Islanders coach Bud Mayfield also was part of the chorus complaining about playoff seedings.

Coronado’s reward was a seventh seed in D-III, which Mayfield described as “a kick in the teeth”.

After a bye, the Islanders were eliminated, 34-21, by Lincoln in the quarterfinals.


It looked like a misprint: Desert Hot Springs versus Monarch High of Lewisville, Colorado…at El Camino?

The off-beat scheduling called for the two schools to be on the undercard of an opening week doubleheader featuring host  El Camino and Whitehall, Pennsylvania.

Whitehall school board bosses moved in after the game was set and declared that the Zephyrs couldn’t play a game out of state for the second consecutive season.

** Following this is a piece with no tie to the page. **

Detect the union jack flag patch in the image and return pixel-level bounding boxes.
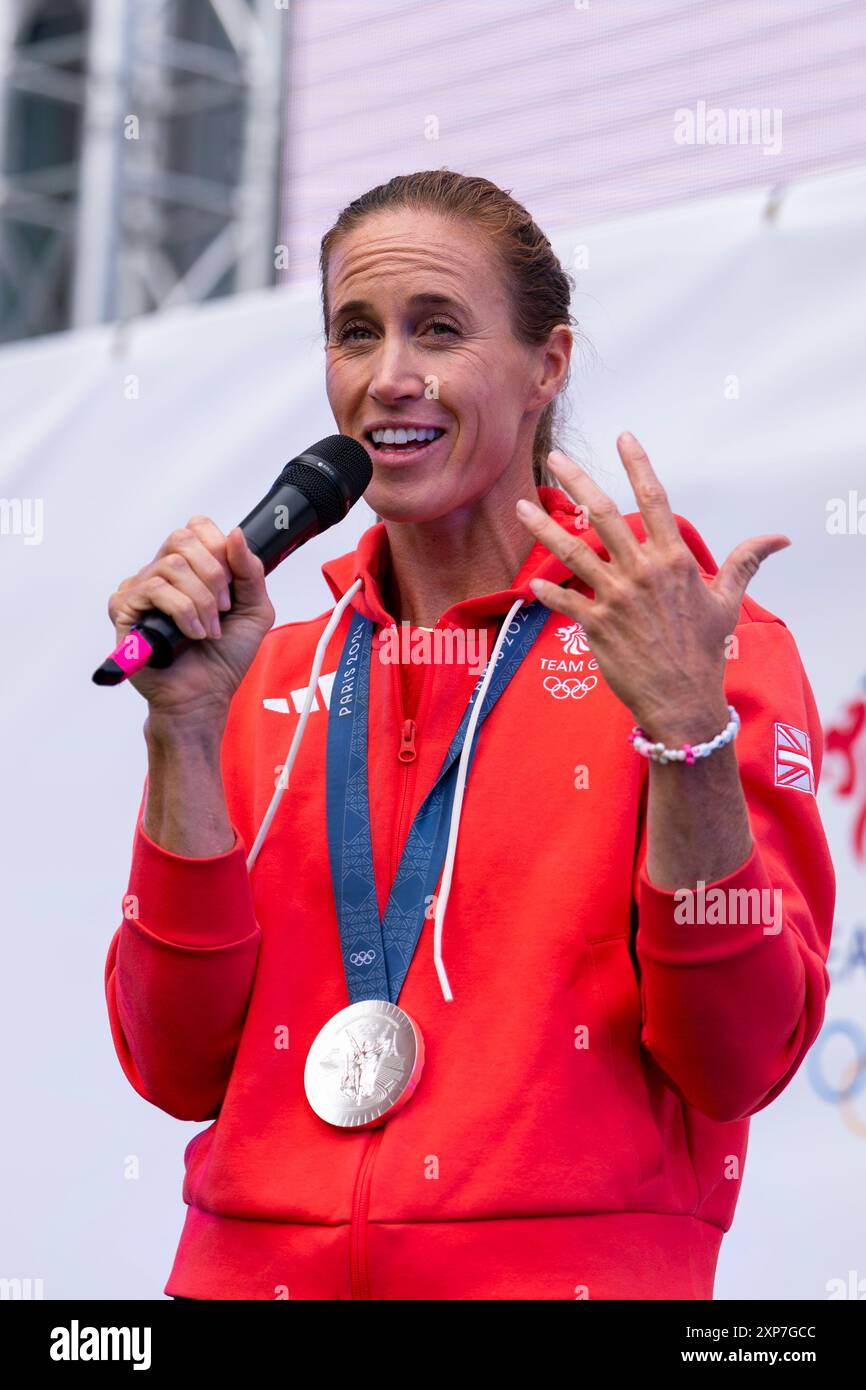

El Camino reconnoitered and signed to play at Rancho Bernardo.  The Palm Springs-area school and Monarch went through with their contest and played at El Camino.


Ramona’s Jason Bash batted down a last-second pass in the end zone to preserve a 20-17 victory over Poway. Poway had been 11-0 against the Bulldogs from when it opened in 1961.


The bronze bell trophy was in the offing when San Diego Southwest had a first down on Mar Vista’s two-yard line with 50 seconds remaining. The Mariners stiffened and held on to win, 20-13, and reclaim the bell.

The bauble  had sat on the desk of Southwest  coach Joe Gonzales since the rivalry was suspended after a 32-6 Southwest win in 1993. Mar Vista moved to the Harbor League in 1994.

The teams had played for the bell since  Southwest was introduced in 1976.

Lou Coons (left) was fit to be tied by father Skip.

Lou Coons (left) was fit to be tied by father Skip.


Crawford more or less ended a 14-game losing streak when it tied Kearny, 14-14, in a matchup of father (Kearny coach Skip Coons)  versus son (Crawford coach Lou Coons).

We just ran out of time.  Give us another minute and we win,” said Lou.

QUICK KICKS–West Hills quarterback Troy Burner was on fire, bettering the section record by completing 88.8 per cent of his passes (32 of 36) for 346 yards and five touchdowns, including the 35-34 winner with 23 seconds left against Granite Hills…Helix gained 578 yards and averaged 9.6 yards a play in a 57-18 win over West Hills…it was the Highlanders’ most points since a 57-7 win over  Mount  Miguel in 1993…the Helix record came in a 68-0 victory over Santana in 1966…Valhalla’s 24-14 victory over Granite Hills was the Norsemen’s first on opening night since 1990 and marked the first time since 1992 they had scored more than seven points in an opener…”Field Turf”, a modern, more convenient and safer version of  the original Astroturf, was installed at La Jolla and Grossmont College…La Jolla was the first high  school in Southern California south of Ventura to use the rubbery stuff…awful loss for San  Pasqual:  Rancho Buena Vista’s Justin Nelson sneaked 1 yard for a touchdown with 16 seconds left in the game, then scrambled two yards for a two-point conversion and 22-21 defeat for Eagles…Carlsbad coach Bob McAllister opted to play a rare day game at Hoover and told his squad that the sunshine contest would be a prelude to Saturday afternoon games when they would be in college…the Lancers won, 21-0…Sean Sovacool, Fallbrook’s standout linebacker, went on to become head coach at La Costa Canyon….

Fallbrook's Sean Sovacool, tackling El Camino's Chris Williams, was future coach.

Fallbrook’s Sean Sovacool, tackling El Camino’s Chris Williams, was future coach.